Si Eugène Burnand reste émerveillé par les maîtres installés au Louvre, il admire également ses contemporains qu’il prend volontiers en exemple. À la sortie d’une exposition de Jean-François Millet (1814-1875), il écrit : « Je viens de voir l’exposition des dessins de Millet ; grand ciel que de beauté ! Je suis encore tout ému de cette poésie de la campagne que Millet, comme aucun autre, a su renfermer dans les étroites limites du tableau[1] […] ». L’ensemble de l’œuvre de Burnand semble marqué par l’école de Barbizon dont Millet fait partie. Comme eux, l’artiste suisse s’évertue à donner une autre image de la paysannerie en revalorisant la nature et le travail rural. Pour ce faire, il privilégie les grands formats traditionnellement réservés à la peinture d’histoire et humanise ses paysages.

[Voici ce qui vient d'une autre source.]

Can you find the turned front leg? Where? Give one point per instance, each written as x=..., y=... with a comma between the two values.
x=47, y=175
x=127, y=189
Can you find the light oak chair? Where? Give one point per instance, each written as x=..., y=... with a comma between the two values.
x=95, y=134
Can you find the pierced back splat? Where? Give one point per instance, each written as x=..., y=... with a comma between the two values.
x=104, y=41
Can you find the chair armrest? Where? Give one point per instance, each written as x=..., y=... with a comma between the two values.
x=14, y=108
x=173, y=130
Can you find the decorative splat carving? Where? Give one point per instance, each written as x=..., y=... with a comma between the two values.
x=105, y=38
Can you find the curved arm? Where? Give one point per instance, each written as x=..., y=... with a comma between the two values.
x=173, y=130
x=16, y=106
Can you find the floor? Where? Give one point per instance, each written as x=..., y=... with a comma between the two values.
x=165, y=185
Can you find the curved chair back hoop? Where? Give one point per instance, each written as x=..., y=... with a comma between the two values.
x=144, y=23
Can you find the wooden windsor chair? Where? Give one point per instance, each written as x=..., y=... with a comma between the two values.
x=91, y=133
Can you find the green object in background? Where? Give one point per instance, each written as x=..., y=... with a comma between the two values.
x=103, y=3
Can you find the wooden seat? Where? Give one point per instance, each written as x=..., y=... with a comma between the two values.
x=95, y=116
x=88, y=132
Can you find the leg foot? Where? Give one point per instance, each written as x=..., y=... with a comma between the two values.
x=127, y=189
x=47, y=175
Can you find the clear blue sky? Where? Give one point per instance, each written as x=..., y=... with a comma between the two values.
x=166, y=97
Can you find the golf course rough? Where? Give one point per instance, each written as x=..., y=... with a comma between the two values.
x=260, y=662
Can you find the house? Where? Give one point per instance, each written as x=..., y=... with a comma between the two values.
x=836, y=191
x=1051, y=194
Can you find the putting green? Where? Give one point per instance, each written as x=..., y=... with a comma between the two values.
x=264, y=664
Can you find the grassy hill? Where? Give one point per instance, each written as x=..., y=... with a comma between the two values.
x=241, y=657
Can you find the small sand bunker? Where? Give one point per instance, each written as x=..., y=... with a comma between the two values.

L’œuvre Les Glaneuses témoigne particulièrement de la fascination de Burnand pour Jean-François Millet. En effet, cette toile de plus de deux mètres, exécutée d’après nature à Seppey durant l’été 1880, semble s’inspirer directement de l’œuvre homonyme et de L’Angélus que le réaliste français a peint une vingtaine d’années plus tôt. Des Glaneuses, Burnand reprend le sujet, le ramassage après la récolte des épis négligés, tandis qu’il s’inspire de la position des figures et de l’atmosphère silencieuse, voire sacralisante de L’Angélus. Seulement, tandis que Millet insiste sur la pauvreté et les conditions pénibles du travail des glaneuses, Burnand les dépeint belles, rêveuses, opérant dans un vaste champ ensoleillé au milieu des montagnes vaudoises. C’est par cette atmosphère idéale et paisible, plongée dans une lumière vive quelque peu irréaliste que l’artiste suisse exprime la beauté du travail ancestrale de la terre.
En France, l’œuvre est exposée au Salon parisien de 1881. Les Glaneuses font également le tour de la Suisse puisqu’elles sont exposées à Lausanne et Genève durant l’année de leur création, puis à Bâle, Neuchâtel et Vevey entre 1882 et 1883. Cette toile marque le début de la carrière internationale de l’artiste vaudois puisqu’elle est présentée à Anvers en 1885 puis à Stuttgart en 1911 où le Prince de Furstenberg, admiratif, manifeste le désir de l’acquérir. L’affaire n’aboutit pas, et l’œuvre est finalement acquises par la Commune de Moudon en 1976.
[1] BURNAND, René, Jeunesse de peintres : Eugène Burnand et ses amis, Lausanne : Ed. spec, 1949, p. 89.